If you suspect an underlying medical condition, it’s important to consult your doctor. Most of us can improve our circulation with regular exercise and avoiding prolonged periods of immobility.
3. Anxiety and Stress
It seems that stress and anxiety can have a negative impact on almost every element of our health. Who’d have thought it could even cause cold feet? But it can. Stress and anxiety can trigger our “fight or flight” response, which can cause blood to flow toward our vital organs and away from the extremities. And, as we know, lack of blood flow to the extremities means cold feet.
The solution, of course, is to avoid stress. I hear you laughing. Easier said than done, we know. It is worth practising stress-reduction techniques such as deep breathing, meditation, or yoga to help relax and improve circulation. If all that is a bit too Gwynethwoowoo for you, you could try the in for three, hold for four, out for six breathing technique for a minute or two every now and then.
Anaemia is a condition characterised by a shortage of red blood cells or a decrease in haemoglobin levels. It can result in poor oxygen transmission throughout the body, leading to cold feet.
If you are anaemic, the solution might be as simple as eating more iron-rich food, but if you do suspect you might have anaemia, then check with your doctor. She will be able to give you a proper diagnosis and treatment plan.
5. Nerve Issues
Nerve-related conditions like neuropathy can lead to cold sensations in the feet. Diabetes, for example, can cause peripheral neuropathy, affecting nerve function and circulation in the extremities.
Proper management of underlying conditions, such as diabetes, and medications prescribed by a healthcare provider can help address nerve-related coldness in the feet.
6. Raynaud’s Disease
Raynaud’s disease is a condition that causes the blood vessels in the extremities to narrow in response to cold temperatures or stress. This can result in cold, numb fingers and toes.
Management Raynaud’s disease requires the guidance of healthcare professionals. It may involve medication, avoiding certain triggers and taking special care to keep warm.
7. Footwear Choices
Wearing shoes that don’t provide adequate insulation or circulation can cause cold feet. Shoes that are too tight or that compress the toes can restrict blood flow around the foot.
Choose well-fitting shoes with a little wriggle room and which are made of breathable materials. Wear cotton or moisture-wicking socks to help maintain proper foot temperature and circulation.
As we age, our bodies may become less efficient at regulating their temperature, and this can lead to coldness in the hands and feet in particular.
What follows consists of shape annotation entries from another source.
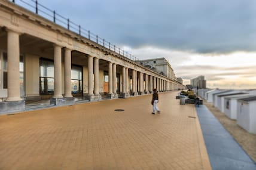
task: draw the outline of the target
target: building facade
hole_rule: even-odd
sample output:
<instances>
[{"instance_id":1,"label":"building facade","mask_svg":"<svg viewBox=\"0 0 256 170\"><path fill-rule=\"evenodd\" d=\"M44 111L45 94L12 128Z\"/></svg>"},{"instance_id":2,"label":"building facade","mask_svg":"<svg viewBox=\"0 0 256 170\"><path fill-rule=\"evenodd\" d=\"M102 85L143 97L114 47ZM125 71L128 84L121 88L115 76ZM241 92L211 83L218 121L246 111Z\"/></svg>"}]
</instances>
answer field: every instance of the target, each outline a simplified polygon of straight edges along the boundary
<instances>
[{"instance_id":1,"label":"building facade","mask_svg":"<svg viewBox=\"0 0 256 170\"><path fill-rule=\"evenodd\" d=\"M206 81L205 80L205 76L200 76L190 80L191 85L193 88L199 89L206 88Z\"/></svg>"},{"instance_id":2,"label":"building facade","mask_svg":"<svg viewBox=\"0 0 256 170\"><path fill-rule=\"evenodd\" d=\"M73 104L78 97L97 101L183 88L174 74L150 69L110 44L102 46L9 1L0 1L0 113L23 110L28 100Z\"/></svg>"},{"instance_id":3,"label":"building facade","mask_svg":"<svg viewBox=\"0 0 256 170\"><path fill-rule=\"evenodd\" d=\"M142 66L150 68L171 80L178 81L178 79L175 77L173 69L168 61L164 58L139 60L139 63Z\"/></svg>"}]
</instances>

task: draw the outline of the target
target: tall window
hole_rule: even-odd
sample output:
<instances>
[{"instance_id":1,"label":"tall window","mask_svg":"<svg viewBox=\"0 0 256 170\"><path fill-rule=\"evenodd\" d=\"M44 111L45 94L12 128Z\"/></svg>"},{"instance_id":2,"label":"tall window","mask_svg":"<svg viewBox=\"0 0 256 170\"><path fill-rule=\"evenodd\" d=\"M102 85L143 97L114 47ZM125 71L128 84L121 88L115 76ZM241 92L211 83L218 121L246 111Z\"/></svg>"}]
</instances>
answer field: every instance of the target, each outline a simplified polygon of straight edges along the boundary
<instances>
[{"instance_id":1,"label":"tall window","mask_svg":"<svg viewBox=\"0 0 256 170\"><path fill-rule=\"evenodd\" d=\"M73 94L83 92L83 67L71 66L71 91Z\"/></svg>"},{"instance_id":2,"label":"tall window","mask_svg":"<svg viewBox=\"0 0 256 170\"><path fill-rule=\"evenodd\" d=\"M54 67L53 61L40 58L40 94L53 94Z\"/></svg>"}]
</instances>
Of course, there is nothing we can do about getting older. What we can do is be sure to dress warmly in cold weather and try to keep moving to promote circulation. (Yet another reason to keep ourselves as active as possible as we age!)
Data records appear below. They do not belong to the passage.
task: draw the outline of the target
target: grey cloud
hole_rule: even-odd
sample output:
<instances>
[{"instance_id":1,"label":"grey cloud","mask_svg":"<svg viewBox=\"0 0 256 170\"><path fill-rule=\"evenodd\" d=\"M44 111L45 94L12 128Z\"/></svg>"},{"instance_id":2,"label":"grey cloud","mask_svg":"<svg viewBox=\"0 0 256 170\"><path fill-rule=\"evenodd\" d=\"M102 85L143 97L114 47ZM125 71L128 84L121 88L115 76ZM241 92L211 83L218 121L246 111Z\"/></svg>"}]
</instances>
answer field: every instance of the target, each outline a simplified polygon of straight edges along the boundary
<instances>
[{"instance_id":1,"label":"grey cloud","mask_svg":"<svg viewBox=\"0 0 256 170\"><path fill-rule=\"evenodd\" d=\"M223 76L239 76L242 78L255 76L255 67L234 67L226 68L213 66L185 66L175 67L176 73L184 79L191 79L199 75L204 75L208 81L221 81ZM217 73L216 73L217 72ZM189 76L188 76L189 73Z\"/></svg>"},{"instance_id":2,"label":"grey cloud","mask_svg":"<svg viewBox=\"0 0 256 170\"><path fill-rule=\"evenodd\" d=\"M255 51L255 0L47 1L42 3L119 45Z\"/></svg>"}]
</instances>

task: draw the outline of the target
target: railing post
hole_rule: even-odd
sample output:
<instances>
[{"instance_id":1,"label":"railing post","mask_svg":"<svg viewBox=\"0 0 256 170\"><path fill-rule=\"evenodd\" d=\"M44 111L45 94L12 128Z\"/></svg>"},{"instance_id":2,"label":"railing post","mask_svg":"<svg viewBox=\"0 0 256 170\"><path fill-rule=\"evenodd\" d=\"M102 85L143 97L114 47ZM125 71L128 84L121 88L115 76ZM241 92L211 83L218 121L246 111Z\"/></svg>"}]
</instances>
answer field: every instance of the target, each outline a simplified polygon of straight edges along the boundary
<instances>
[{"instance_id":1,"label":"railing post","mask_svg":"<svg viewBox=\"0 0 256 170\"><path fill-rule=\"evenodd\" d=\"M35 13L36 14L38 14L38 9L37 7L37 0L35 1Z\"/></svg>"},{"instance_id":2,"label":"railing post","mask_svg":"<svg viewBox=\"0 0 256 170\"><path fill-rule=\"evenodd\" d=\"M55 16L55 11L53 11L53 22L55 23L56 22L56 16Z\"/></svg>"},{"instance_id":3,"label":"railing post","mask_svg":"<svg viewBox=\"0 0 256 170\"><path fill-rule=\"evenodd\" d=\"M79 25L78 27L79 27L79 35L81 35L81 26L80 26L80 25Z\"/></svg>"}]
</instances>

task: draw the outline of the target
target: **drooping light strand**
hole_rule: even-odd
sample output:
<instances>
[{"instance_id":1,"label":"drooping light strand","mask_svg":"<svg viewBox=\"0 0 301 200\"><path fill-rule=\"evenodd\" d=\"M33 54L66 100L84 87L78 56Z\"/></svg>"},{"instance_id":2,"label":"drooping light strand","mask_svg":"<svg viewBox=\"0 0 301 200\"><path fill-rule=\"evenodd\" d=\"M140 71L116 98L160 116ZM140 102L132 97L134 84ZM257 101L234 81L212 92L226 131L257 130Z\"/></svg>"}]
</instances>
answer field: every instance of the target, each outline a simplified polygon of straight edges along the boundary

Experiencing cold feet occasionally is normal, but persistent coldness may be indicative of an underlying issue. It’s essential to pay attention to your body and to speak to your doctor if you are concerned. Most of us can keep our feet warm, comfortable, and healthy by understanding the potential causes of cold feet and implementing appropriate solutions. And remember, maintaining good overall health through a balanced lifestyle will help you stay active and that is key to keeping those feet toasty.